To get your hands dirty with time-sharing scheduler implementations
To gain some exposure to the issues of scheduling on multiprocessors
To gain some exposure to the relationship between scheduling and other parts of the OS (e.g., I/O and memory management)

Unusually generous hint

You might want to take a look at this link before you dive too deeply into this assignment. Note that this link describes the Linux 2.2 kernel, and we're working with the 2.4 kernel in this course. So, some things have changed (in particular, multiprocessor scheduling has been simplified).

Background

Linux actually contains three scheduling policies, one for "general use" and two for a kind of real-time processing. We'll be concerned with the general use policy, which is a descendant of the multi-level feedback approach discussed in the book. However, the other two have some penetration into the code you'll end up modifying, so you need to understand at least a tiny bit about them.
Quoting from "man sched_setscheduler":

SCHED_OTHER is the default universal time-sharing scheduler policy used by most processes, SCHED_FIFO and SCHED_RR are intended for special time-critical applications that need precise control over the way in which runnable processes are selected for execution. Processes scheduled with SCHED_OTHER must be assigned the static priority 0, processes scheduled under SCHED_FIFO or SCHED_RR can have a static priority in the range 1 to 99. Only processes with superuser privileges can get a static priority higher than 0 and can therefore be scheduled under SCHED_FIFO or SCHED_RR. The system calls sched_get_priority_min and sched_get_priority_max can be used to find out the valid priority range for a scheduling policy in a portable way on all POSIX.1b conforming systems.

and:
SCHED_OTHER: Default Linux time-sharing scheduling.
SCHED_OTHER can only be used at static priority 0. SCHED_OTHER is the standard Linux time-sharing scheduler that is intended for all processes that do not require special static priority real-time mechanisms.

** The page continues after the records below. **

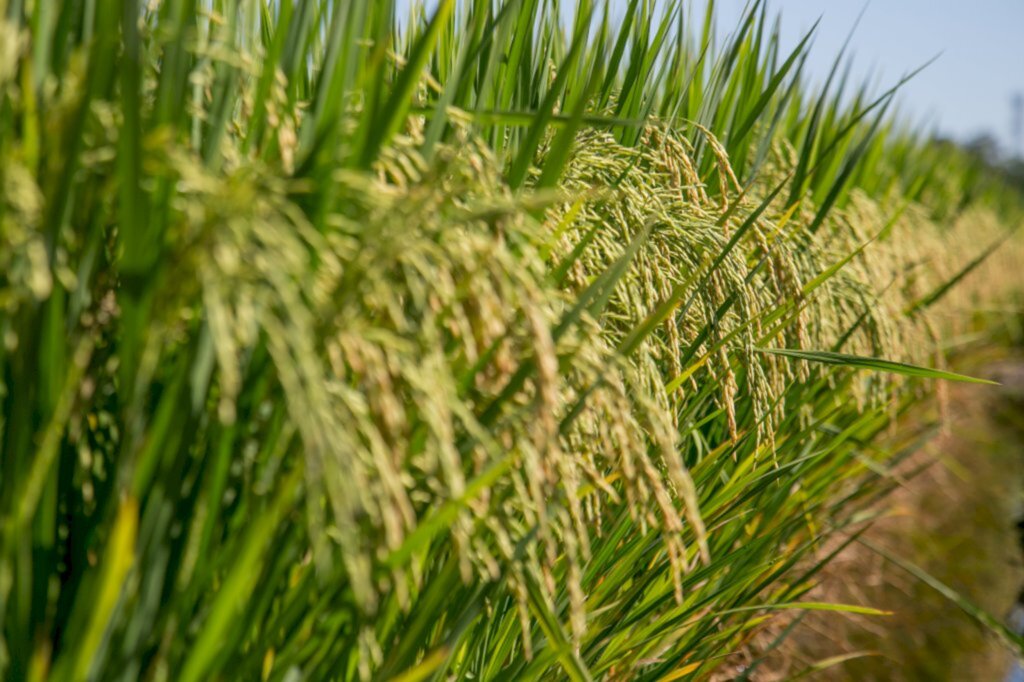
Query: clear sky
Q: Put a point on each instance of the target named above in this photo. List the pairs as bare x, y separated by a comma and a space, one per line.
966, 91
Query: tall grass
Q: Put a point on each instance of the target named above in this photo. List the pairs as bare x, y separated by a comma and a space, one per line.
503, 341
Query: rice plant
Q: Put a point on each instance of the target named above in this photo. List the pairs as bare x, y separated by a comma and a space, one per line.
496, 340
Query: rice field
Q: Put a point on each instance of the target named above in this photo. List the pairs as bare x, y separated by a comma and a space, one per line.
491, 340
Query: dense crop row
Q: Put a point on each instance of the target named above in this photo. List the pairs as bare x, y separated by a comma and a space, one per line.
504, 341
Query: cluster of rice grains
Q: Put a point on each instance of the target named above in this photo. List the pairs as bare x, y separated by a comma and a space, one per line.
434, 350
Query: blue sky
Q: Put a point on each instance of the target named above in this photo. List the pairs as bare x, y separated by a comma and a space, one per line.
966, 91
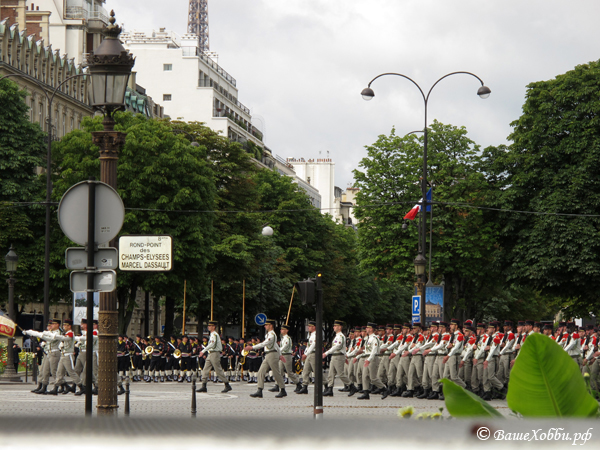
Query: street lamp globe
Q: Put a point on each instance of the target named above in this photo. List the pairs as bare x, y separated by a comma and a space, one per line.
367, 94
110, 66
420, 263
12, 260
484, 92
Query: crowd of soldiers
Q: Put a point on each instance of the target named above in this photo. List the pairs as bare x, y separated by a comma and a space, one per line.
394, 360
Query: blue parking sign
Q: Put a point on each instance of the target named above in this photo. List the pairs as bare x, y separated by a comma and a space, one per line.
416, 305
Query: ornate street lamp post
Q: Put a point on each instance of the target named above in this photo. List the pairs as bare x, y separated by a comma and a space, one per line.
420, 262
12, 260
110, 66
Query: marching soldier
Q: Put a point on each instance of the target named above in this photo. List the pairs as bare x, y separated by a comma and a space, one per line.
185, 347
287, 348
439, 350
65, 364
457, 341
506, 352
214, 349
403, 357
309, 358
429, 359
338, 360
52, 358
270, 362
387, 340
138, 357
371, 364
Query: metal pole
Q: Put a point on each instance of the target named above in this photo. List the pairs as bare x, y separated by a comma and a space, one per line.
318, 411
90, 270
424, 219
127, 396
47, 232
194, 395
9, 373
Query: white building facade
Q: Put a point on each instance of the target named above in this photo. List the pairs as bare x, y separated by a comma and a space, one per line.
320, 174
189, 84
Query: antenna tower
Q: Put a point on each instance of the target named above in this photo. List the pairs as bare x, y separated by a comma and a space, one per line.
198, 22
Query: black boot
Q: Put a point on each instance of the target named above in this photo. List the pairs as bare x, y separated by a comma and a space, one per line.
257, 394
304, 390
53, 391
365, 396
353, 390
281, 394
425, 394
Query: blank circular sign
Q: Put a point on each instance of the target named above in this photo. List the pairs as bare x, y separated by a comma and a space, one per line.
73, 212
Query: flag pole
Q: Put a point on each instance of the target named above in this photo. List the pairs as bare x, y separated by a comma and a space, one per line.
243, 308
184, 289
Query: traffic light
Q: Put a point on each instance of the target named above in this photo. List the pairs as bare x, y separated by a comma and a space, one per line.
306, 290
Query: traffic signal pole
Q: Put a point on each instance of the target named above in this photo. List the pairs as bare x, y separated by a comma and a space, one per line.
318, 411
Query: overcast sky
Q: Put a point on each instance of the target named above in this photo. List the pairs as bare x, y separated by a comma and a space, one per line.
300, 65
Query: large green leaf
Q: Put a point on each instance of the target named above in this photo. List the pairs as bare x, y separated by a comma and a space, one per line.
462, 403
546, 382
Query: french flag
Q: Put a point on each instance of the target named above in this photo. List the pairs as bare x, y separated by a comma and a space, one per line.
413, 212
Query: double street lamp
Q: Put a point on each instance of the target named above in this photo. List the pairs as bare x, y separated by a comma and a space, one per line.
12, 261
420, 262
110, 66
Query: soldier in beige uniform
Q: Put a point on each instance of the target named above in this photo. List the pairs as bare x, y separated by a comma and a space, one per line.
338, 360
50, 362
309, 358
287, 348
270, 362
65, 364
371, 364
213, 361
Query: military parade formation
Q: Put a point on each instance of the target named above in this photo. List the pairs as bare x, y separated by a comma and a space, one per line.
396, 360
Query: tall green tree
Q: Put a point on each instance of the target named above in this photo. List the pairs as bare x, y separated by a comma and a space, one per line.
463, 241
167, 187
22, 151
552, 167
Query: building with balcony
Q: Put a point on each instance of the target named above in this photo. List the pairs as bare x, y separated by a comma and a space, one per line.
190, 85
320, 174
75, 26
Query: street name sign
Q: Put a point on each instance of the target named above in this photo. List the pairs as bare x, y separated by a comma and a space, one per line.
147, 253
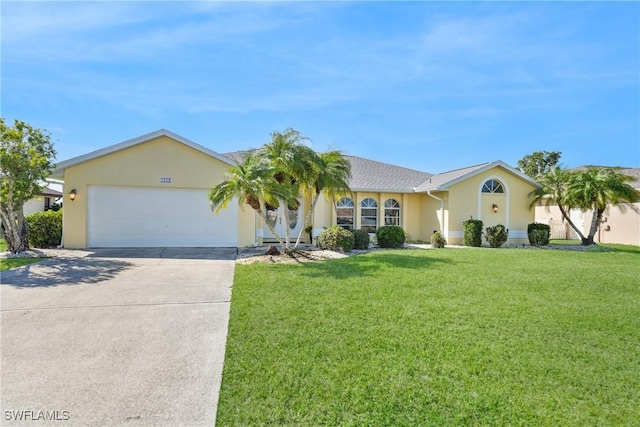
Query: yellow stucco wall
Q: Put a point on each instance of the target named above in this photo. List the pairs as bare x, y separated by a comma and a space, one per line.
143, 165
410, 211
432, 218
466, 201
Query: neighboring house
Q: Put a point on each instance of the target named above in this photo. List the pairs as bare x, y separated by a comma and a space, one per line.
620, 224
42, 202
153, 191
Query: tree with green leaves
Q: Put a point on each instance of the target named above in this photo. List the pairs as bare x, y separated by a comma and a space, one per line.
539, 162
279, 174
250, 182
294, 164
330, 177
26, 160
595, 189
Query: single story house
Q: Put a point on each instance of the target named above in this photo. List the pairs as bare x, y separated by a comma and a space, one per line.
620, 224
153, 191
42, 202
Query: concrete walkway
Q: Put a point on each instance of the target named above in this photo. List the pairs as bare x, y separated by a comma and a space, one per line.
115, 337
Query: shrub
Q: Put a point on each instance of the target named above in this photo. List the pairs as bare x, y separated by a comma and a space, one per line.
538, 234
336, 238
45, 229
496, 235
472, 232
390, 236
360, 239
438, 240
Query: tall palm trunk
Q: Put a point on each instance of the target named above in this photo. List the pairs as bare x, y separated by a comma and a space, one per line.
287, 230
566, 216
15, 229
306, 219
263, 214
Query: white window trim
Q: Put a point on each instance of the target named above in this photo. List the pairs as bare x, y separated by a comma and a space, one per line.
399, 209
377, 208
507, 194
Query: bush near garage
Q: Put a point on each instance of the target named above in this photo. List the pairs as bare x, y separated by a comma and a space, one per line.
45, 228
360, 239
390, 236
438, 240
496, 235
336, 238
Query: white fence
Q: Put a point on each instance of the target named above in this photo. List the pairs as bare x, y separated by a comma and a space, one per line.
562, 230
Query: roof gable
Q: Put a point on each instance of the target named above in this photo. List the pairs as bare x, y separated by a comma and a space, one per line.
443, 181
60, 167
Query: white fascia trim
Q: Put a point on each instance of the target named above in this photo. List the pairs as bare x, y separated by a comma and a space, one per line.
518, 234
507, 194
378, 190
60, 167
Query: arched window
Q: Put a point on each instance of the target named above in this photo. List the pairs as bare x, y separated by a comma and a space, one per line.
492, 186
369, 215
345, 213
391, 212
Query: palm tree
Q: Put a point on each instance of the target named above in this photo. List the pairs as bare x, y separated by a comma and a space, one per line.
279, 174
293, 164
331, 177
596, 189
553, 190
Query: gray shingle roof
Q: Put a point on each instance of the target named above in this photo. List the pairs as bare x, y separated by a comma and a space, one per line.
369, 175
632, 172
442, 179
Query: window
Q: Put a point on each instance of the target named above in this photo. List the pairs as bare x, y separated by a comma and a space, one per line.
369, 215
345, 213
492, 186
391, 212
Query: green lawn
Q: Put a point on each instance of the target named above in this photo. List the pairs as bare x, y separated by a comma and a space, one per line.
7, 264
437, 337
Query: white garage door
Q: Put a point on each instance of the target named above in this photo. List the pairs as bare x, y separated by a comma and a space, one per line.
156, 217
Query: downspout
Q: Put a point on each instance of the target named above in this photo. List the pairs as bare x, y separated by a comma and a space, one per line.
441, 222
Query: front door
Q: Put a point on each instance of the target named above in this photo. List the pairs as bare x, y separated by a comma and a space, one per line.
276, 217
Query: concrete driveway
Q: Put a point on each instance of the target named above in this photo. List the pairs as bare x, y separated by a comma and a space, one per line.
115, 337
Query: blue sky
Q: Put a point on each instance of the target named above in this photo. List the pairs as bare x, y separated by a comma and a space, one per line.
433, 86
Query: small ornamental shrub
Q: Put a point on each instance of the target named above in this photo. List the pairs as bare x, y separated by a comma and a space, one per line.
496, 235
472, 232
438, 240
45, 229
336, 238
390, 236
360, 239
538, 234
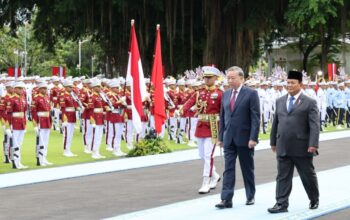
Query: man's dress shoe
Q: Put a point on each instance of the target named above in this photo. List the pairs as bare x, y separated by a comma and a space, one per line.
224, 204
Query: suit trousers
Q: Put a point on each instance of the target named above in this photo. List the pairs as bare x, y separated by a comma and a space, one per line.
246, 161
306, 170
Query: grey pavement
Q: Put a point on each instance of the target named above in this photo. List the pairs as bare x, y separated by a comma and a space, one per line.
111, 194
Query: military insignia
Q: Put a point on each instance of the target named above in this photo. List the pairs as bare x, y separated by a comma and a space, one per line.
214, 95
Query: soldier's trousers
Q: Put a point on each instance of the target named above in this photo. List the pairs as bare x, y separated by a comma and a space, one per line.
68, 136
115, 131
192, 124
87, 133
17, 139
129, 132
206, 150
97, 138
44, 135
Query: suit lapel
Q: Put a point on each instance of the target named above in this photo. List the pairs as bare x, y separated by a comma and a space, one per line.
239, 98
298, 102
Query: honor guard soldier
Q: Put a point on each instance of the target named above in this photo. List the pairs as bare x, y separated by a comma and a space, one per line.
171, 107
85, 97
181, 99
115, 119
68, 103
208, 104
192, 116
97, 119
4, 118
54, 99
16, 108
40, 110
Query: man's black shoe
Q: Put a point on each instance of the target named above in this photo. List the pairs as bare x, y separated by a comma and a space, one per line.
277, 208
224, 204
313, 205
250, 201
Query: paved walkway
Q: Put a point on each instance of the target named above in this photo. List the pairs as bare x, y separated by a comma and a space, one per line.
117, 193
334, 196
65, 172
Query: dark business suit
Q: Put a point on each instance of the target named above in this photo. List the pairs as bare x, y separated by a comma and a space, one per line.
237, 127
293, 133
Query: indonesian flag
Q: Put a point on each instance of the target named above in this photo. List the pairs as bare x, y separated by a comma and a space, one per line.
137, 81
14, 72
332, 71
157, 81
59, 71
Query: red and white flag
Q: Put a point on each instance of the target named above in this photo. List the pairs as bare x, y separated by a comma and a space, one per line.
137, 81
14, 72
59, 71
332, 71
157, 81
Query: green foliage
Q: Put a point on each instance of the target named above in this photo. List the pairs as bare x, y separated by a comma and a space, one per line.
149, 147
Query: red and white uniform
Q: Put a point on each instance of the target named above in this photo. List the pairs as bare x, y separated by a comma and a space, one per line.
68, 107
16, 108
85, 98
208, 103
54, 99
116, 121
171, 114
4, 120
97, 121
40, 109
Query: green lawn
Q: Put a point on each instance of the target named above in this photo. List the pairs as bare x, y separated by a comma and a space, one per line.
55, 152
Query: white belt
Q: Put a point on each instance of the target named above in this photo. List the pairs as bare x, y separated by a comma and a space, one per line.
70, 109
116, 111
43, 114
18, 114
98, 110
206, 117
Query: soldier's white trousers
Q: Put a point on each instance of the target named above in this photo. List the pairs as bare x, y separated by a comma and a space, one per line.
115, 131
192, 124
129, 132
68, 136
17, 140
44, 135
206, 150
96, 138
87, 133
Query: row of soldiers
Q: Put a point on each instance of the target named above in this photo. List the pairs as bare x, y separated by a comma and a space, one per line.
104, 106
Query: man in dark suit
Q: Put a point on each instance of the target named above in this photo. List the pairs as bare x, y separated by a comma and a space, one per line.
295, 138
238, 135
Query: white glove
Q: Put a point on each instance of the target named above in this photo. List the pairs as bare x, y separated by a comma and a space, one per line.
177, 113
9, 133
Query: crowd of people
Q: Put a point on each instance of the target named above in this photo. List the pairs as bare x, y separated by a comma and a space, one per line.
102, 106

The process to run is chosen from the static priority 0 list based on a dynamic priority that is determined only inside this list. The dynamic priority is based on the nice level (set by the nice or setpriority system call) and increased for each time quantum the process is ready to run, but denied to run by the scheduler. This ensures fair progress among all SCHED_OTHER processes.
Note that these describe the logical operation of the scheduler; the actual implementation might (and probably will) not be quite what you'd expect from reading these descriptions.
As with many schedulers, one of the key concepts in the Linux scheduler is round-robin (RR) scheduling. Part of the point of RR scheduling is fairness. In particular, there is fairness among processes, in the sense that each process (of a given priority) receives an equal allocation of CPU time over an appropriately measured interval. One problem with RR scheduling is that it is per process fairness, not per user fairness. What this means is that a user who starts many processes will receive, in total, a much larger fraction of system resources than will a user who has only a few processes running.
Fair-share schedulers address this problem, using the RR mechanism, but with the goal of providing equal allocation per user (that is, summing over all processes being run for that user), not per process. As an example, if user A has four times as many processes running as user B, each of user A's process would receive only one fourth of the allocation per second, say, given to processes for user B, so that users A and B split the CPU resource equally. Under the default scheduler, user A would receive 80% of the CPU.
Complications:

The examples above assume that all processes are in tight CPU loops. That isn't the typical case. Instead, processes perform IO and other blocking operations. This complicates the definition of "fair share." (A more detailed discussion of this than you need for this assignment is given in A Coarse Grained Fair Share Scheduler, as well as in other references available on the web.)
Part of this assignment (to be completed in Part 2) is for you to decide just what the objectives of your scheduler are. The objectives are distinct from the mechanisms used to actually perform the scheduling. Typically, the mechanisms do not achieve the objectives, except in extreme cases (e.g., all running processes are in tight CPU loops). In fact, typically it's difficult or impossible to give a convincing argument about just what "should happen" for a given set of real processes.
If it were me doing this assignment, I'd try to adopt the mechanisms and objectives of the current Linux scheduler, subject to the change to fair-share as the overall flavor of the scheduler, on the theory (which is true) that the current scheduler represents a survival of the fittest evolution of the algorithm based on observations of its performance in actual use over a number of years.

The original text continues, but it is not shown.